Uma das possibilidades é que, no passado, a Amazônia era mais fria e formada por uma vegetação diferente, que serviu como um corredor entre as montanhas e se estendia inclusive pelo território hoje ocupado pela Caatinga.
— Mas essa é uma hipótese frágil, pois não temos evidência de que essa mata fria realmente existiu — afirma o zoólogo.
Outra teoria, considerada mais plausível por Prates, é que as montanhas sul-americanas já tenham sido conectadas por um gigante platô. Ao longo de milhões de anos, a formação foi sendo erodida até que só sobraram as áreas mais altas.
— Os animais ficaram isolados no topo dessas montanhas e então começaram a se diferenciar. Os montes que vemos hoje são só os sobreviventes, as relíquias de um platô muito mais alto no passado.
Prates e os outros biólogos que foram ao Pico da Neblina testarão essa hipótese por meio de exames de DNA dos animais coletados. As análises permitirão descobrir quando as espécies aparentadas se diferenciaram. Os dados serão então cruzados com informações geológicas.

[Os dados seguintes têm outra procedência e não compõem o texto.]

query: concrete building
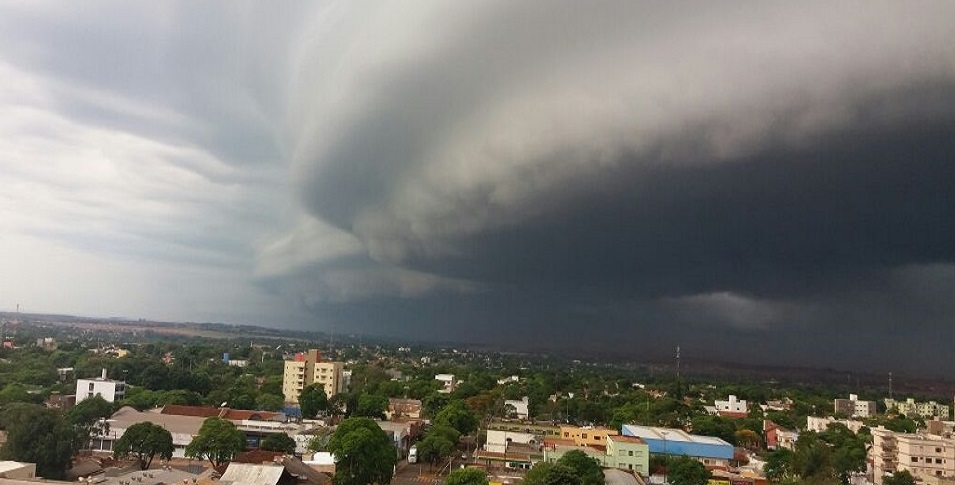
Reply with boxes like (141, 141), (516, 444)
(434, 374), (460, 394)
(90, 405), (303, 458)
(560, 426), (620, 446)
(484, 429), (542, 453)
(885, 398), (950, 420)
(713, 394), (749, 418)
(282, 349), (345, 403)
(806, 416), (865, 434)
(620, 424), (734, 469)
(504, 396), (530, 419)
(604, 435), (650, 476)
(543, 433), (650, 476)
(763, 419), (799, 450)
(76, 369), (126, 404)
(869, 426), (955, 485)
(385, 397), (421, 421)
(833, 394), (877, 418)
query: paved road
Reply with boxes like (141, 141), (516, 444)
(391, 460), (444, 485)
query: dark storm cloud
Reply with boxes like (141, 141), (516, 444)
(260, 2), (955, 365)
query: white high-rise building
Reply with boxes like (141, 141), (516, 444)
(76, 369), (126, 404)
(282, 349), (345, 403)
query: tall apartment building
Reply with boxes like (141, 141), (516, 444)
(833, 394), (877, 418)
(282, 349), (345, 403)
(869, 426), (955, 485)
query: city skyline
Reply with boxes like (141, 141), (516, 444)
(0, 1), (955, 374)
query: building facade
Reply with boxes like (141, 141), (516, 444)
(604, 435), (650, 470)
(885, 398), (950, 419)
(869, 426), (955, 485)
(806, 416), (864, 433)
(621, 424), (734, 469)
(833, 394), (877, 418)
(560, 426), (620, 446)
(713, 394), (749, 418)
(282, 349), (345, 403)
(76, 369), (126, 404)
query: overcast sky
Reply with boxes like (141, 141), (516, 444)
(0, 0), (955, 375)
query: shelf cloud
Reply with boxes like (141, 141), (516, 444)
(0, 1), (955, 371)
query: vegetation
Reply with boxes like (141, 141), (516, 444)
(524, 461), (581, 485)
(0, 403), (81, 479)
(113, 422), (173, 470)
(667, 456), (710, 485)
(259, 433), (295, 455)
(328, 417), (396, 485)
(186, 418), (245, 467)
(0, 325), (949, 485)
(557, 450), (604, 485)
(298, 384), (328, 418)
(444, 468), (488, 485)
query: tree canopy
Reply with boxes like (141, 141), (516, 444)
(113, 421), (174, 470)
(444, 468), (488, 485)
(328, 417), (397, 485)
(186, 418), (245, 467)
(0, 403), (82, 479)
(259, 433), (295, 455)
(557, 450), (604, 485)
(434, 401), (478, 435)
(351, 394), (388, 419)
(667, 456), (710, 485)
(298, 384), (328, 418)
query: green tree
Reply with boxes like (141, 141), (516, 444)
(307, 428), (332, 451)
(557, 450), (604, 485)
(444, 468), (488, 485)
(186, 418), (245, 467)
(793, 432), (835, 479)
(667, 456), (710, 485)
(0, 403), (82, 479)
(298, 384), (328, 419)
(544, 463), (581, 485)
(763, 448), (795, 483)
(417, 433), (455, 465)
(524, 461), (554, 485)
(352, 394), (388, 419)
(67, 394), (113, 445)
(882, 470), (915, 485)
(0, 382), (35, 404)
(434, 401), (478, 435)
(259, 433), (295, 455)
(524, 461), (581, 485)
(328, 417), (397, 485)
(113, 421), (173, 470)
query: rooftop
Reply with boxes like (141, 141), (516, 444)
(623, 424), (733, 446)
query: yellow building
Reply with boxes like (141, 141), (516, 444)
(282, 349), (345, 403)
(560, 426), (620, 446)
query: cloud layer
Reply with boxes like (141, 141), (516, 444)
(0, 1), (955, 370)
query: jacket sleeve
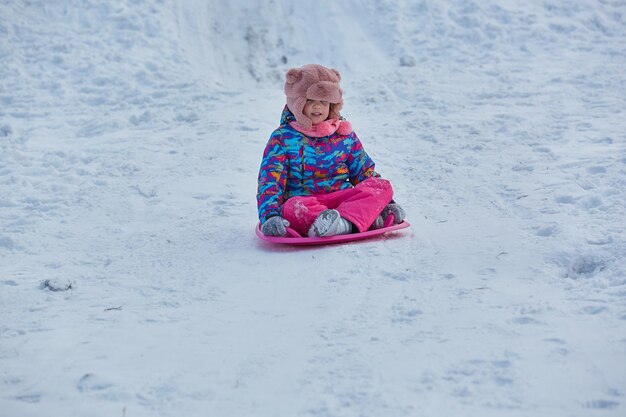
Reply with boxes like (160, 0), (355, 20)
(348, 132), (380, 185)
(257, 132), (287, 223)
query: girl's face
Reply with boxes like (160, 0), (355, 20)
(302, 100), (330, 125)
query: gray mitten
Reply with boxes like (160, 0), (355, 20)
(380, 203), (406, 224)
(261, 216), (289, 236)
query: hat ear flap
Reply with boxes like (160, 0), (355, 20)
(285, 68), (302, 84)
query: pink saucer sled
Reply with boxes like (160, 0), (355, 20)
(256, 215), (410, 246)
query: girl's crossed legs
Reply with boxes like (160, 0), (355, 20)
(283, 177), (393, 236)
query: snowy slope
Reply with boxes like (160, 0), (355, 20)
(0, 0), (626, 417)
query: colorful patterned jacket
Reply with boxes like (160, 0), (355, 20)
(257, 107), (380, 222)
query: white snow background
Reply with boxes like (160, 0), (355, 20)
(0, 0), (626, 417)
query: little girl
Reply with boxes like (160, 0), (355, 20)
(257, 64), (405, 237)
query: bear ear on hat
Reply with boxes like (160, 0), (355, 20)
(285, 68), (302, 84)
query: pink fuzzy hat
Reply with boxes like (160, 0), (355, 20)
(285, 64), (343, 129)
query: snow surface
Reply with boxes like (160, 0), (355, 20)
(0, 0), (626, 417)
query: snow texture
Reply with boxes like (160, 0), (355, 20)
(0, 0), (626, 417)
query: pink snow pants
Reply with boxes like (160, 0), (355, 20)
(283, 177), (393, 236)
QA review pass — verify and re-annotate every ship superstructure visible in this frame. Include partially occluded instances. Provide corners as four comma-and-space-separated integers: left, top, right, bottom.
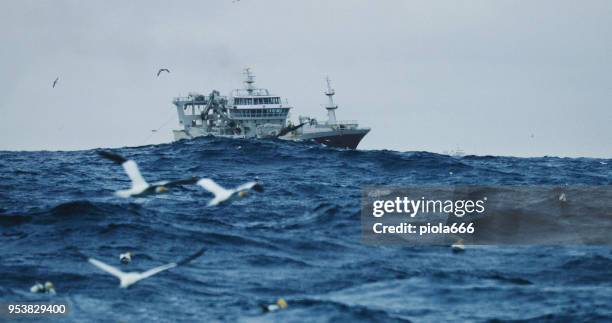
173, 69, 370, 149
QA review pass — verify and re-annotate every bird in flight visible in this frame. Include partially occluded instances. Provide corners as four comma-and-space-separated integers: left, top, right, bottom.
98, 151, 198, 198
87, 248, 205, 288
197, 178, 263, 206
157, 68, 170, 77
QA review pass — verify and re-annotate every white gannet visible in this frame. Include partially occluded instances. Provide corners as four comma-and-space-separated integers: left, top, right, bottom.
197, 178, 263, 206
87, 249, 205, 288
98, 151, 198, 198
157, 68, 170, 77
119, 251, 132, 264
30, 281, 55, 295
451, 239, 465, 253
261, 298, 289, 312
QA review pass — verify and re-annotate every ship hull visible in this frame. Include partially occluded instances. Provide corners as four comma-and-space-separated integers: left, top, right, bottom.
291, 129, 370, 149
173, 129, 370, 149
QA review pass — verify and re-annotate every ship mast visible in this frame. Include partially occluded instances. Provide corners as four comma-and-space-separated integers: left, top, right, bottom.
244, 67, 255, 95
325, 76, 338, 124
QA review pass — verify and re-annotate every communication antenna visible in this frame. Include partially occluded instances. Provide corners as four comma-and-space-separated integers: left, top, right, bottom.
325, 76, 338, 124
244, 67, 255, 95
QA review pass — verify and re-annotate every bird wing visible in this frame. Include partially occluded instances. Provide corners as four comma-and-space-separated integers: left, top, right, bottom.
236, 182, 263, 192
121, 160, 149, 188
162, 177, 199, 187
197, 178, 232, 197
139, 262, 177, 280
88, 258, 125, 279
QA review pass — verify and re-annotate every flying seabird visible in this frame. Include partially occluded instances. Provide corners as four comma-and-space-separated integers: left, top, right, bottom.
30, 281, 55, 295
260, 298, 288, 312
451, 239, 465, 253
197, 178, 263, 206
157, 68, 170, 77
119, 251, 132, 264
98, 151, 198, 198
87, 248, 205, 288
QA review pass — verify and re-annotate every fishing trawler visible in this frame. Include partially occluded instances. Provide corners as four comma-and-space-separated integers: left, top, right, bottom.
172, 69, 370, 149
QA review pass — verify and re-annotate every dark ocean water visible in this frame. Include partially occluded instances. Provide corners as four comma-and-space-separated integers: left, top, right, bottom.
0, 138, 612, 322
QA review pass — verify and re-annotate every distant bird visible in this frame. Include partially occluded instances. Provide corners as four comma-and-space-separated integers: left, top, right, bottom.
87, 249, 205, 288
157, 68, 170, 77
451, 239, 465, 253
30, 281, 55, 295
260, 298, 289, 312
119, 251, 132, 264
98, 151, 198, 198
197, 178, 263, 206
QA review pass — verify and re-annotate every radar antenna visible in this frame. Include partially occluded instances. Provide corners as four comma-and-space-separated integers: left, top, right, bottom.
325, 76, 338, 124
244, 67, 255, 95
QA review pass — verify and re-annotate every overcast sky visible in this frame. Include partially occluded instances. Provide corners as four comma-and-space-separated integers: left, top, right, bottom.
0, 0, 612, 158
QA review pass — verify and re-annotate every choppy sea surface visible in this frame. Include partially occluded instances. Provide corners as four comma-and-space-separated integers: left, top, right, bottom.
0, 138, 612, 322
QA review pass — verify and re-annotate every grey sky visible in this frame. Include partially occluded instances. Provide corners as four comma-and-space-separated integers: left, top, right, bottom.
0, 0, 612, 157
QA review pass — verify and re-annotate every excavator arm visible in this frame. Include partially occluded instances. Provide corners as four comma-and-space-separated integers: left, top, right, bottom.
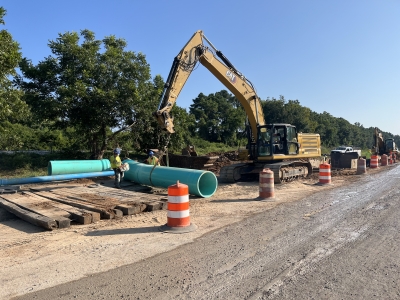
153, 30, 265, 140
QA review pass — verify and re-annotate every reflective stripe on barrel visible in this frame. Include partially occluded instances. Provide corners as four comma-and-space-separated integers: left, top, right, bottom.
259, 169, 275, 199
167, 182, 190, 227
319, 163, 331, 184
369, 155, 378, 169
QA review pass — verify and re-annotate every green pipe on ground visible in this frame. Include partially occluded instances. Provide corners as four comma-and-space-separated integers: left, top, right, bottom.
124, 160, 218, 198
47, 159, 111, 175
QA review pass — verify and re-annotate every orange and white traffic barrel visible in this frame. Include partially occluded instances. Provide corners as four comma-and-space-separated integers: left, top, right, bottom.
369, 155, 379, 169
160, 181, 197, 233
357, 157, 367, 174
319, 163, 331, 184
259, 169, 275, 199
381, 154, 388, 166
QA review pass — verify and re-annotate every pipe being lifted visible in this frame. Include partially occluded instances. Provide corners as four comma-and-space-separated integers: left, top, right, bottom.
47, 159, 111, 175
0, 170, 114, 185
124, 160, 218, 198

Do passado à previsão do futuro
O zoólogo diz que os estudos também ajudarão a responder como a Amazônia se tornou tão rica em espécies e como o bioma poderá ser afetado pelas alterações climáticas.
— Se você aprende como os organismos responderam a mudanças ambientas no passado, começa a fazer inferências sobre como responderão a mudanças no futuro.
— Podemos ter uma ideia da velocidade de adaptação dos animais a ambientes novos e sua capacidade de ocupar outros espaços — afirma.
No caso do Pico da Neblina, há indícios de que o processo responsável pela configuração de seu ecossistema atual poderá se inverter.
— Assim como há evidências de que os ambientes alpinos (mais frios) desceram a montanha no passado, agora há a possibilidade oposta: de que o ambiente de baixada invada a montanha — explica Prates.
— Se houver um aumento da temperatura de modo que a mata da baixada invada os ambientes alpinos, o que está previsto para acontecer em várias regiões do globo, haverá uma substituição de boa parte da fauna desses ambientes.
— Os bichos no topo da montanha serão estrangulados — alerta.